Downstream competitive concerns:

The broad uses of FMs in downstream markets are yet to be fully realised with consumer and industry interactions largely being limited to general purpose chatbots, but the potential is enormous. Boston Consulting Group, for instance, has predicted that the total market for generative AI will increase from $18 billion in 2023 to $121 billion in 2027. Tools tailored to specific industries and tasks could see enormous efficiency boosts across the economy. However, the cost of developing in-house tools means that with notable exceptions — Bloomberg has developed its own proprietary LLM, BloombergGPT, integrated into Bloomberg Terminal — most downstream uses will rely on licenses from FM developers.

The CMA also recognises that the relative generality or specificity of FMs will influence the future downstream competitiveness of the supply chain. If highly-specific FMs that have been fine-tuned to specific tasks — for instance, an FM that deals with drafting legal contracts — can remain viable in future markets, then a wide range of organisations may be able to innovate in this market. But if larger and highly generalised FMs can outperform the specialised FMs then 'the number of FMs available could consolidate, as a small number of models could meet the needs of most users. Because of the vast amounts of resources required to build generalised FMs, it would only be the largest and most entrenched market players that could develop these products. But the CMA raises this concern as a point of uncertainty; it is unclear how the downstream ecosystem will develop in the coming years.

As it stands, key FM model developers also typically have some consumer interface — Google's Bard, for instance — and it is likely that upstream players would be interested in further developing tailored consumer and industry tools as their demand proliferates. The natural concern highlighted by the CMA then emerges if Google, as an FM provider with substantial market power, refused or restricted access to its FM in order to weaken its dependent competitors. Like most similar scenarios where a dominant platform has the incentive to foreclose customers with whom they also compete, the answer lies in interoperability measures (see the Commission's Google Shopping case, in which Google was fined 2.4 billion euros for preferring its proprietary comparison shopping service over those of rivals).

Remedies:

Major causes of concern in both the upstream (data inequality) and downstream FM market (dual supplier competitor relationships) are arguably solvable by allowing mechanisms for data sharing and preventing bundling and exclusion. Indeed, the central conclusion of Professor Furman's report to Parliament was that pro-competition policies and legislation are absolutely necessary to support innovation in digital markets. Specifically, interoperability protocols are essential to counteract the natural advantages enjoyed by Big Tech and foster healthy competition from new entrants. Obtaining an internationally recognized metric for comparing FM performance would form one method of making the FM ecosystem easier to navigate for startups and consumers.

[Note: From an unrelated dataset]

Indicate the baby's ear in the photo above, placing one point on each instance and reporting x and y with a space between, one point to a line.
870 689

Transparency and interoperability are not novel ideas. When IBM, then the dominant supplier of mainframe computers, was forced by the US/EU authorities to open up interfaces in the 1970s, this gave rise to innovation in peripherals like PCs, paving the way for future tech titans, Apple and Microsoft.

Fortunately, as the CMA's report attests, policymakers appear aware of the lessons of the past. The CMA's guiding principles for AI, which stress the need for access, choice and flexibility, indeed self-consciously "draw on lessons learned from the evolution of other technology markets and how they might apply to FMs, as they are developed". Moreover, in Europe, the EU Data Governance Act similarly proposes wider data transfer measures; the Digital Markets Act requires that large search engines share data, including ranking, query, click and view data, again, might provide a legislative remedy to the distortion of AI markets.